Relations with Kathmandu are at an all-time low after Nepal included three areas that are in India in its new map; Bangladesh is smarting over the fact that the ruling party in India has repeatedly vilified the country as part of its narrative on the National Register of Citizens and the Citizenship Amendment Act; and while relations with Sri Lanka and Maldives have improved in recent months after a change of government in both islands, the Chinese footprint in both countries is evident.
But Jaishankar began with the preface that: “Our major partn’ships are strongr & internat’l standng higher. Witness regular summits & informal meetngs wth #US #Russia #Europe & #Japan. India engages #China on more equal terms politically. Ask the analysts.”
This was followed by nine tweets, each ending on a similar note: ask the media, jawans, businesses, security or citizens.
Jaishankar highlighted the signing of the Land Boundary Agreement in 2015 with Bangladesh, prime ministerial visits after 17 years with Nepal, and the completion of the Salma Dam and Parliament complex projects in Afghanistan as proof of the Modi government’s better performance.
What he omitted mentioning was that the land boundary agreement was finalised by the UPA government but not signed because of domestic politics in India, and the Salma Dam and Parliament complex in Afghanistan were work in progress that the Modi government inherited.

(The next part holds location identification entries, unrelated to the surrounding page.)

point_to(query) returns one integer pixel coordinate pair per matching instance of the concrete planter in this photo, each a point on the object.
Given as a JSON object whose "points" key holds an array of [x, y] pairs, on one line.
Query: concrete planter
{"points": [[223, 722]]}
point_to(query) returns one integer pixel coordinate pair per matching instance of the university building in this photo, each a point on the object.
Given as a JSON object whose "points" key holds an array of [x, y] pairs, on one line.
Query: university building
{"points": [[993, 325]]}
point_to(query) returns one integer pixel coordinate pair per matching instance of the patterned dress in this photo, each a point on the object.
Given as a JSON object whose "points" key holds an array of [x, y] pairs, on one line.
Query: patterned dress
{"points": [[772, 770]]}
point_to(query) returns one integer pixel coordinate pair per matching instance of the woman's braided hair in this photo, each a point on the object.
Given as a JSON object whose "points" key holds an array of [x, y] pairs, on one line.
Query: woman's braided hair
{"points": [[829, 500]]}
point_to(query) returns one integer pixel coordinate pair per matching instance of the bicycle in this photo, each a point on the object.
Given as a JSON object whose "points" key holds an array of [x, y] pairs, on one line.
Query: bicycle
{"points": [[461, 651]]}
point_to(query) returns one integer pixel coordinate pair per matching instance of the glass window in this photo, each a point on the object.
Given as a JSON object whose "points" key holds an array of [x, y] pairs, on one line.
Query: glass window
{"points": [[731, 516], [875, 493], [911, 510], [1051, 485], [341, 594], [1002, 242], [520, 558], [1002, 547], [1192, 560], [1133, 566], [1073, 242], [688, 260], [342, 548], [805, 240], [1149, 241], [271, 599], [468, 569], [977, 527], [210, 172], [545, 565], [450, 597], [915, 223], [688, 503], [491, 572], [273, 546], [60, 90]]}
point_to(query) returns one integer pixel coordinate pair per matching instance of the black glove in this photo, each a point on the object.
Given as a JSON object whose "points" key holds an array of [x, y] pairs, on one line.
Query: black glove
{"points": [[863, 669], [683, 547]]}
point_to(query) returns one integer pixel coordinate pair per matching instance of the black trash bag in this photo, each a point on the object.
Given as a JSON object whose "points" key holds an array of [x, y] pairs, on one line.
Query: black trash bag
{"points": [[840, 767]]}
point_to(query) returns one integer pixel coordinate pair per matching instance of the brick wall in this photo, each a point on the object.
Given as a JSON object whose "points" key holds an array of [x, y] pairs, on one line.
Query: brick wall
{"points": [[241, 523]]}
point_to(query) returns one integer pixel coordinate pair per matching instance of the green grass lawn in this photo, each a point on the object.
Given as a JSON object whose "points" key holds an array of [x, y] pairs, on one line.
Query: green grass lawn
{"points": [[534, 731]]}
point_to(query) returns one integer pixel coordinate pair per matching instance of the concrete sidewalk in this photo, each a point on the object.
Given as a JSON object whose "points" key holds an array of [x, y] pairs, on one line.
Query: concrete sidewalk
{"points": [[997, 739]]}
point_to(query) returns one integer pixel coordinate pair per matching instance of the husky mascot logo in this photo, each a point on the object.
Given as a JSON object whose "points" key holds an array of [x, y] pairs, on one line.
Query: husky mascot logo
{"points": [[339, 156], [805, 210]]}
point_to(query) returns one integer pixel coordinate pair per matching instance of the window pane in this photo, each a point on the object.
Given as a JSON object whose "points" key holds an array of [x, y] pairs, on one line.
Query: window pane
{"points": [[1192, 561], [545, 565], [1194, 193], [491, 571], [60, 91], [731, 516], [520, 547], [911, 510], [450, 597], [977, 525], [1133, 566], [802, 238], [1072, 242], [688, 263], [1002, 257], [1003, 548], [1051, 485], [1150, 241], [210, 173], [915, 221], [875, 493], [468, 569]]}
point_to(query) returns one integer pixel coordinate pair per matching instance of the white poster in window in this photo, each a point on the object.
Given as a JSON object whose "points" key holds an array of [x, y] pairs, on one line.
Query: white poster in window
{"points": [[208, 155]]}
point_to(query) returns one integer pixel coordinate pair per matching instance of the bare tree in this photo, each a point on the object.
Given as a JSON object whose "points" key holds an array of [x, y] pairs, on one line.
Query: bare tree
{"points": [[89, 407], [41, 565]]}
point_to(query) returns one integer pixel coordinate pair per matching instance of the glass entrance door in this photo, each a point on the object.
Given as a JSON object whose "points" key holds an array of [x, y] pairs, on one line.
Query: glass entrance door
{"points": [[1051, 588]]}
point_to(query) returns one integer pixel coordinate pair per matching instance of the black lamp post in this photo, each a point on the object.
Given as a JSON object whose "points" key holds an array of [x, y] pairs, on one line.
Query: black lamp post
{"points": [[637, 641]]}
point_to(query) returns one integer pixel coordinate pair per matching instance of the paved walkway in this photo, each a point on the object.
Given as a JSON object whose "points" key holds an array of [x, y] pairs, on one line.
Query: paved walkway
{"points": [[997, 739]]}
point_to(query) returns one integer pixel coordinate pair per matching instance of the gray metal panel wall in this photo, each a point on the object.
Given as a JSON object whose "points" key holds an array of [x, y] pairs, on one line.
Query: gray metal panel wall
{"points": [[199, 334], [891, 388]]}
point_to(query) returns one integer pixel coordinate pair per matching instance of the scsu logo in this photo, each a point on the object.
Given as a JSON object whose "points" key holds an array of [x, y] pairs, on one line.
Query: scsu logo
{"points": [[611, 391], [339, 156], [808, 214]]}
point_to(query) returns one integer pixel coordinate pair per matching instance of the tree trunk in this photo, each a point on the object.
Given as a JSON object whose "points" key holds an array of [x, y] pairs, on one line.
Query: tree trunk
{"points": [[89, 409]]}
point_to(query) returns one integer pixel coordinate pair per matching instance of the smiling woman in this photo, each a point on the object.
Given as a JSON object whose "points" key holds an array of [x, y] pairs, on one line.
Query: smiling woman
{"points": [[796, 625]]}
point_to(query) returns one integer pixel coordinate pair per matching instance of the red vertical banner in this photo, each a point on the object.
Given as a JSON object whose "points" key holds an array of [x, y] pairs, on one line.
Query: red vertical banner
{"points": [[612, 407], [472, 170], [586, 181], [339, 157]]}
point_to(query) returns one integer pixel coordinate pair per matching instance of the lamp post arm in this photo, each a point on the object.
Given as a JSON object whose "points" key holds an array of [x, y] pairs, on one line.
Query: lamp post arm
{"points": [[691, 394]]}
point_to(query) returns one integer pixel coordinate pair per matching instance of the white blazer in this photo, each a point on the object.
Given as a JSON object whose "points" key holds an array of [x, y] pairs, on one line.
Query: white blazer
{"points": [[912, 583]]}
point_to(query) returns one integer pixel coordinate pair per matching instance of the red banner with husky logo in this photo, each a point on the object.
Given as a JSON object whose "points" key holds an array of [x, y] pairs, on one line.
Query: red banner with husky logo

On Pakistan, the minister attempted to suggest that India’s response to terror attacks under the Modi government was tougher than during the UPA years, drawing attention to the surgical strikes without using the term.
“Bhutan finds a stronger security and development partner. And unlike 2013, they don’t worry about their cooking gas,’’ Jaishankar wrote.
In 2013, under the UPA, India had withdrawn all subsidy on kerosene and cooking gas supplied to Bhutan apparently because the then Bhutanese Prime Minister, Jigme Thinley, was seen to be cosying up to China. This was reversed a month later after Bhutan sought a review.
Rahul had mentioned the Hambantota port that Sri Lanka has given on a 99-year lease to China. Jaishankar was quick to point out the deal was done in 2008.
China had in 2008 agreed to give a loan to Sri Lanka to construct the port after India refused because of doubts over its commercial viability. In 2017, when Sri Lanka was unable to pay back the loan because the port did not generate enough traffic and revenue, Colombo signed the lease with the Chinese state-run shipping company.
The minister also flagged the border infrastructure. “Compare 2014-20 with 2008-14. Budget up by 280%, road building by 32%, bridges by 99% and tunnels by 6 times,” he wrote.
The minister’s long rebuttal, however, did not answer the question Rahul had asked and which many in India are asking: Why has China chosen to act with such aggression at this time?